Kecuali pada hari Jum'at, kalau seandainya kita masuk masjid sedangkan adzan sedang dikumandangkan, maka shalatlah langsung, karena mendengarkan dan menjawab adzan hukumnya sunnah sedangkan mendengarkan khotbah hukumnya wajib. Maka kita mendahulukan yang wajib di atas yang sunnah.

4. Mendengarkan Dan Menjawab Adzan
# Dari Abu Sa’id Al-Khudri radhiallahu anhu, sesungguhnya Rasulullah shallallaahu ‘alaihi wa sallam bersabda:
Jika kamu mendengar adzan, maka ucapkanlah seperti apa diucapkan oleh muadzin.” (HR Bukhari, Muslim, Abu Dawud, At-Tirmidzi, An-Nasa’i dan Ibnu Majah)

Namun khusus ketika mendengar bacaan hayya ’alatain, yaitu bacaan Hayya ‘alash Shalah dan Hayya ‘alal Falah, maka disunnahkan untuk membaca lafal Laa Haula Wa Laa Quwwata Illa Billah, sebagaimana yang diriwayatkan dari hadits Umar radhiallahu anhu berikut ini:

# Dari Umar radhiallahu anhu bahwa Rasulullah shallallaahu ‘alaihi wa sallam bersabda,
Bila muadzin mengucapkan Allahu Akbar 2x, maka ucapkanlah Allahu Akbar 2x, namun bila muadzin mengucapkan Hayya ‘alash Shalah, maka ucapkan Laa Haula Wa Laa Quwwata Illa Billah, dan bila muadzin mengucapkan Hayya ‘alal Falah, maka ucapkan Laa Haula Wa Laa Quwwata Illa Billah.” (HR. Muslim dan Abu Dawud)

Di dalam hadits lainnya ada disebutkan bahwa ucapan Laa Haula Wa Laa Quwwata Illa Billah itu merupakan harta terpendam yang ada di surga.

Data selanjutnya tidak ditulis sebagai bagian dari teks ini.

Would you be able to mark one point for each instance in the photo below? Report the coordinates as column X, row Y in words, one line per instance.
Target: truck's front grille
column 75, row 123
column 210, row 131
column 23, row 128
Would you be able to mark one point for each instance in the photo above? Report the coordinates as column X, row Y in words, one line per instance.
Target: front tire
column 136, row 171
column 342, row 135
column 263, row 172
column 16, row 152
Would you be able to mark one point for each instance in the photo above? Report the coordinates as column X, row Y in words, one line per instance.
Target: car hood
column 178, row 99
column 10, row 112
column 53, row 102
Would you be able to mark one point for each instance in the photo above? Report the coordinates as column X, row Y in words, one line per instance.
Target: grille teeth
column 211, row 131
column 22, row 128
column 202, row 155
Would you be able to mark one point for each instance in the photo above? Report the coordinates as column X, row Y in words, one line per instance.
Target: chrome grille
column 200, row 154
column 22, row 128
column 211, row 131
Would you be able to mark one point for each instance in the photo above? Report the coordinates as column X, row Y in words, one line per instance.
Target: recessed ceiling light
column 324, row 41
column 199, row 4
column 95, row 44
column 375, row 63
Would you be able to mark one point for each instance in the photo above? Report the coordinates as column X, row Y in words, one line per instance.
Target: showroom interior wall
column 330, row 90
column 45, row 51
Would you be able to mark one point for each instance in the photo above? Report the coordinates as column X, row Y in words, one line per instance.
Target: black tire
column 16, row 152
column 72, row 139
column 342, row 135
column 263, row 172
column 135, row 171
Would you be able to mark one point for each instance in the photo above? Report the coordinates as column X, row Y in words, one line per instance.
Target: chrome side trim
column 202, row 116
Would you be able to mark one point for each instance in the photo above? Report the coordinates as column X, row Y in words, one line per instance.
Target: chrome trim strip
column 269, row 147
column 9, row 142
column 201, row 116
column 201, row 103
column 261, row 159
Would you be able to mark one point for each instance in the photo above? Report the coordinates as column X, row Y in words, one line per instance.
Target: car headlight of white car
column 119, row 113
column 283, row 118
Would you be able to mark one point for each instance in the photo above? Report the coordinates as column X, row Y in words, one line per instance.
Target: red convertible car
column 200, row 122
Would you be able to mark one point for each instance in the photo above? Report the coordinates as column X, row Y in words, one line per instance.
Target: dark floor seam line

# Dari Abi Musa Al-Asy’ari radhiallahu anhu bahwa Rasulullah shallallaahu ‘alaihi wa sallam bersabda,
Laa Haula Wa Laa Quwwata Illa Billah adalah kanzun (harta terpendam) dari harta-harta yang ada di surga.” (HR. Bukhari dan Muslim)

5. Shalat Sunnah Tahiyyatul Masjid
# Dari Abu Qatadah As-Sulami radhiallahu anhu sesungguhnya Rasulullah shallallaahu ‘alaihi wa sallam telah bersabda:
Apabila salah seorang diantara kalian masuk masjid, hendaklah dia melaksanakan shalat dua raka’at sebelum duduk.” (HR Bukhari dan Muslim)

6. Shalat Sunnah Ketika Iqamah Dikumandangkan
Berkaitan dengan persoalan mengenai shalat sunnah ketika iqamah dikumandangkan, ada beberapa riwayat dari Rasulullah shallallahu ‘alaihi wa sallam yang berkaitan dengan hal tersebut:

# Dari Abu Hurairah radhiallaahu anhu, Nabi shallallahu ‘alaihi wa sallam bersabda:
Apabila iqamah telah dikumandangkan maka tidak ada shalat selain shalat fardhu” (HR Muslim)

Sebagian ulama mengatakan, kalau seandainya kita sudah di tasyahud, maka selesaikanlah shalatnya, kemudian ikut berjama’ah.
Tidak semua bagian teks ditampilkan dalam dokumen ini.